Teenager’s Parental Issues


Marianne Paquet

“There remains a deep connection between parents and children no matter how tense it may seem, and this is what will save your teen in the long run­­­.”              

Adolescence is a difficult time for teenagers, and they need support from friends, but mainly from their family and their parents. Strong relations and trust are important for them to feel comfortable. If not, it can lead to addictions such as drugs, where teenagers can sometimes find comfort or simply forget their problems.

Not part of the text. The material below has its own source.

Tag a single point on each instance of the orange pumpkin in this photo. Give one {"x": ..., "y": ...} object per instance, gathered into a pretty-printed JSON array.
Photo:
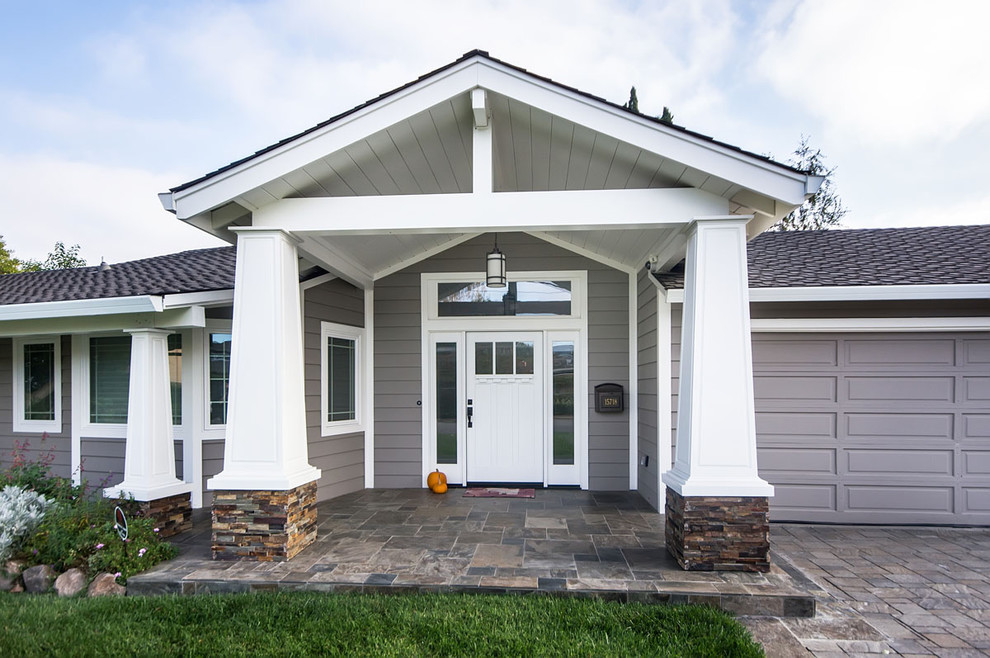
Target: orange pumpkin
[{"x": 435, "y": 478}]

Teens want independence and freedom, even if that means getting away from their parents. They must experiment and discover the world by themselves, learning to live without parental supervision. By the time teenagers reach the age where independence is essential for them, parents feel distant from them, only being used for money or food.

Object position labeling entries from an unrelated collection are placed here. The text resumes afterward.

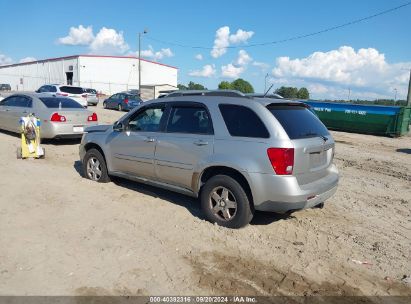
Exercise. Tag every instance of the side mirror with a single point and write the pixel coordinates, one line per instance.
(118, 127)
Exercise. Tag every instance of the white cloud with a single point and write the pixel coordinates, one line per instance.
(109, 41)
(78, 36)
(207, 71)
(4, 60)
(262, 65)
(223, 39)
(27, 59)
(150, 53)
(231, 71)
(234, 70)
(333, 72)
(241, 36)
(243, 58)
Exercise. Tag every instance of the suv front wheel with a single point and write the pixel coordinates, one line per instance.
(94, 166)
(224, 201)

“The process of gaining independence is a healthy part of development because teens are becoming their own person and developing skills that will make them an independent person outside of the family,” adds Danielle Selvin Harris,being  a psychologist who  specializes in working with teens.

They want to prove their point, and they can sometimes feel that their parents don’t trust them, so arguing comes and then fights, again and again, and again. Sentences like “you won’t understand” or ” I don’t want to talk about it” are often heard by parents.

As hard as it can be for parents to see their child go from an innocent little child to a teen that wants nothing to do with them, it is part of the “growing up” process.  The teenager’s point of view needs to be heard, but the most important thing is trust. Being trusted as a teenager is essential for confidence between the parents and their teen.

According to Dr. Jessica Naecker, asking for perfection in everything, grades, behaviour, sports, etc, can be really stressful for teenagers, and parents need to see the efforts. For example, the teen is asked to do a chore but meanwhile needs to study for a test. Even if the chore isn’t perfectly done, and the grade might not be a 100%, efforts need to be seen in both actions. School can provide a lot of pressure in their life, homework, grades, sometimes bullies, or even relationships.

As a parent, they could understand their teenager’s needs, show interest in their passions, and talk slowly and calmly while arguing, but mostly see the efforts and all the difficulties of their life. As easy as it can seem, the life of a teen is full of ups and downs. Talk to them, understand their needs and show solutions and agreements.

The same thing for teenagers, they need to show efforts to help their relationship with their parents. For example, they could try to stay calm during arguments,  explain themselves, and how they feel, say what they think, and try to establish a good relationship between both. A good relation is based on solid bases, and efforts need to be shown on both sides.